I put my hands on his thin shoulders and squeezed them. 'It's OK, Troy,' I said. 'Everything's fine. Leave it to me.'
Kerry and Brendan had stayed behind to tidy up the flat, but when Troy and I returned in the late afternoon, the light fading and the rind of a moon already on the horizon, the mess had hardly been touched. For a blessed moment I thought they'd gone out, but then I heard the rumbling pipes and voices coming from behind the closed bathroom door. They were having a bath together. A very long bath, which continued as I helped Troy crush the garlic, chop the vegetables. We worked in comfortable silence. Every so often the pipes would rumble again as more water was used, or there would be a squeal of pleasure. I glanced across at Troy. It sounded to me as if sex were going on, sporadically and splashily, in there. I put on some music, quite loud, and returned to the sink. My shoulders ached and I felt sweaty and lumpy. I wanted to have a bath too before Nick arrived, wash my hair and put on different clothes and some make-up. I looked at my watch and considered banging on the door, but restrained myself.
When they finally emerged, wrapped in towels, they were pink and damp. Fragrant steam billowed out behind them.
'I'm just going to take a quick bath myself,' I said, laying down the sharp knife, and leaving them rummaging in their bags for clothes.
There was no hot water. An unreasonable anger rose up in me. I washed my face in the sink and cleaned my teeth, but just as I was about to go into my bedroom to find something to wear the doorbell rang. Shit. Brendan flung the door open on Nick and my parents, smiling awkwardly at each other on the threshold.
'Nick,' said Brendan holding out his hand. 'Come in. We've all been wanting to meet you.'
'Hi,' I said to him. I thought about going over and giving him a kiss, but instead hovered by the cooker. 'You've probably worked it out already, but the chef here is my brother, Troy.' Troy turned from the hob and lifted a wooden spoon in the air. 'And my parents, Marcia and Derek. My sister, Kerry.' Who, I now saw, was looking gorgeous, in a red velvet dress with a choker that made her neck long and slender. 'And Brendan.'
Everyone said hello and shook hands, I pulled the duvet and the coats off the sofa, but nobody sat down. I cleared my throat.

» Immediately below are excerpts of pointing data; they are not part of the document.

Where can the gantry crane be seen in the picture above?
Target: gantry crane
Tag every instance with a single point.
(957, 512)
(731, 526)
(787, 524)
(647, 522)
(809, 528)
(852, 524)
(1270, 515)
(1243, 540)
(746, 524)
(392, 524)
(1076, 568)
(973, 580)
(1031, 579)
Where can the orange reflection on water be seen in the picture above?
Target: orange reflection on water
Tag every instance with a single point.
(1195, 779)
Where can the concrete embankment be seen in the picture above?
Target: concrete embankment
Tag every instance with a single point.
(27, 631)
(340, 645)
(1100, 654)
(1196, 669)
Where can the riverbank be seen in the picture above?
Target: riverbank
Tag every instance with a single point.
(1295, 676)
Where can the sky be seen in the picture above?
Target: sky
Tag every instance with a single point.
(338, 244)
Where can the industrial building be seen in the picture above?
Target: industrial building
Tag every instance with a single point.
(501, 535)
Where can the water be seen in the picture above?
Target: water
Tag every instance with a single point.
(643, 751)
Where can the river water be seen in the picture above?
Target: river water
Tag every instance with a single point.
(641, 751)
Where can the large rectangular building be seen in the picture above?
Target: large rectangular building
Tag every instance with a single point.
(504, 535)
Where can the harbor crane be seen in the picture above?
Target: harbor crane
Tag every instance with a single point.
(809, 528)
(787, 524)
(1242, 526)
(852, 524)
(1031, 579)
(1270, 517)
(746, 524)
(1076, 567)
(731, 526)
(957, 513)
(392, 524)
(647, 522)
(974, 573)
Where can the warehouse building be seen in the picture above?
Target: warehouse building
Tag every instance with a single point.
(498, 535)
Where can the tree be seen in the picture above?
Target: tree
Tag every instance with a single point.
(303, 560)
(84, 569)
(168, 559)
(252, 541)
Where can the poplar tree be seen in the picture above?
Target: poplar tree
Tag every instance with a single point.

'Good day?' I said brightly to Nick across the room.
'Fine,' he said.
'It was lovely weather, wasn't it?'
We stared at each other, appalled.
'Drinks,' cried Brendan. He took the two bottles of wine I'd bought out of the fridge and opened them both, with a flourish. 'Get those crisps, Kerry. It's always nerve-racking, meeting the parents, isn't it?' he said. 'When I first met Marcia and Derek I was petrified.' He gave a happy shout of laughter.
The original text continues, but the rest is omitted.